Live captions through speech-to-text conversion

Add multilingual closed captions to your live stream via Automatic Speech Recognition (ASR)

Our live captioning platform lets you make live streams accessible to all audiences. Clevercast’s automated captioning solution is easy to use, reliable and efficient. Its unique speech-to-text technology, supporting just-in-time correction, ensures that captions are more accurate and readable than any other solution on the market.

Unique speech-to-text technology

Our technology for auto-generating closed captions leverages the latency that comes with the HTTP Live Streaming protocol. By slightly increasing it, we achieve a triple goal:

  • Complete sentences can be sent to the ASR engine that converts speech to text. This allows the ASR engine to better interpret the words and construct correct phrases and sentences. This significantly increases the accuracy of the conversion.
  • A human editor can make just-in-time corrections to the automatically generated captions, before they are translated and shown in the live stream.
  • Captions can be added intelligently to the live stream, letting our player render (partial) sentences. This makes the captions easier to read and understand.

Best-in-class solution

Clevercast introduces a two-minute delay to ensure that the ASR engine has the full speech context at its disposal, resulting in a better interpretation of words and sentences. Therefore, your broadcast will appear about two minutes later in the embedded player.

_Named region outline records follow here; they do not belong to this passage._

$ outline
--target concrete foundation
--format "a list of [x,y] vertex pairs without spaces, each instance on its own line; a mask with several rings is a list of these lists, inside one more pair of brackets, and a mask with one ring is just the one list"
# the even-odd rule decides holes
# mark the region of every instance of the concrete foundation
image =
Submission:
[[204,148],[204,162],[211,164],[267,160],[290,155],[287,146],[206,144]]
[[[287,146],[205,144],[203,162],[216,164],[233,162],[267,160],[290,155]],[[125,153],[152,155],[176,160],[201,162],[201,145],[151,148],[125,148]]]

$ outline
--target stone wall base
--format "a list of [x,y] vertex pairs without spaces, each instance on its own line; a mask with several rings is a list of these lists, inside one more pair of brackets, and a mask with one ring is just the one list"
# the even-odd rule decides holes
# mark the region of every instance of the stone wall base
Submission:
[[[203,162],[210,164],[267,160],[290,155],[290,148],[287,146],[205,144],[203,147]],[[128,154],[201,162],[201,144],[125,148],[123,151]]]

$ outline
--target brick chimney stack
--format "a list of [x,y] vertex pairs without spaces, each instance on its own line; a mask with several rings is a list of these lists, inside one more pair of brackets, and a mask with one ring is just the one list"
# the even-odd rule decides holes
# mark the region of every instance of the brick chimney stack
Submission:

Without this delay, the ASR engine would have to rely on single words or very short phrases without context, leading to a lot of errors and short, incomprehensible captions.

In addition, Clevercast lets you increase accuracy by boosting the ASR engine’s recognition of certain words and phrases, like names, abbreviations and technical terms. This can be done before and during the livestream.

Just-in-time corrections for accuracy

The accuracy of speech-to-text conversion depends on a number of factors, like the clarity of the audio (e.g. volume, background noises) and the speaker (e.g. articulation, speed, accent, dialect).

To improve the accuracy, Clevercast allows a human editor to make just-in-time corrections to the captions, before they are translated or shown in the live stream.

Even though this feature is optional, we strongly recommend using it. Making corrections is a fairly simple task that doesn’t require training. Our intuitive interface allows anyone to edit the captions in a browser with mouse and keyboard. Even a limited number of corrections (e.g. names, acronyms, industry-specific terminology) can greatly increase the quality of the captions. 

Intelligent caption rendering in the player

Because of the two-minute delay, Clevercast can add the captions to the live stream in an intelligent manner. This allows Clevercast player to show (partial) sentences, rather than separate words. This makes the closed captions easier to read and understand.

Viewers, anywhere in the world, can watch the live stream and select their preferred caption language in our video player. Our customizable HTML5 player can be easily embedded into any device and platform. Just copy the embed code from Clevercast.

Alternatively, you can choose to display the rolling text in a separate widget. This widget also allows your viewers to change their preferred language.

Automatic translation to other caption languages

Clevercast can automatically translate closed captions in real time and make the additional caption languages available in the live stream.

The accuracy of the translations largely depends on the quality of the source. In this case, the captions after just-in-time correction are used as the source. This adds to the importance of having a human editor for your event.

For an event with a lot of languages, we currently recommend using a professional captioner for the initial language, instead of speech-to-text conversion. Although the accuracy of ASR engines is constantly improving, the quality of automatic speech-to-text conversion is still significantly lower than that of professional captioning.

Cloud recording and Video on-Demand

Clevercast makes a cloud recording of the multilingual live stream, which can be downloaded. All caption languages can be downloaded as WebVTT files. This allows you to upload them to YouTube or social media channels for on-demand viewing.

You can also convert the cloud recording of your live stream to Video on-Demand (VoD). Our VoD player with all closed captions can be added to your site or platform by copying the embed code for your event.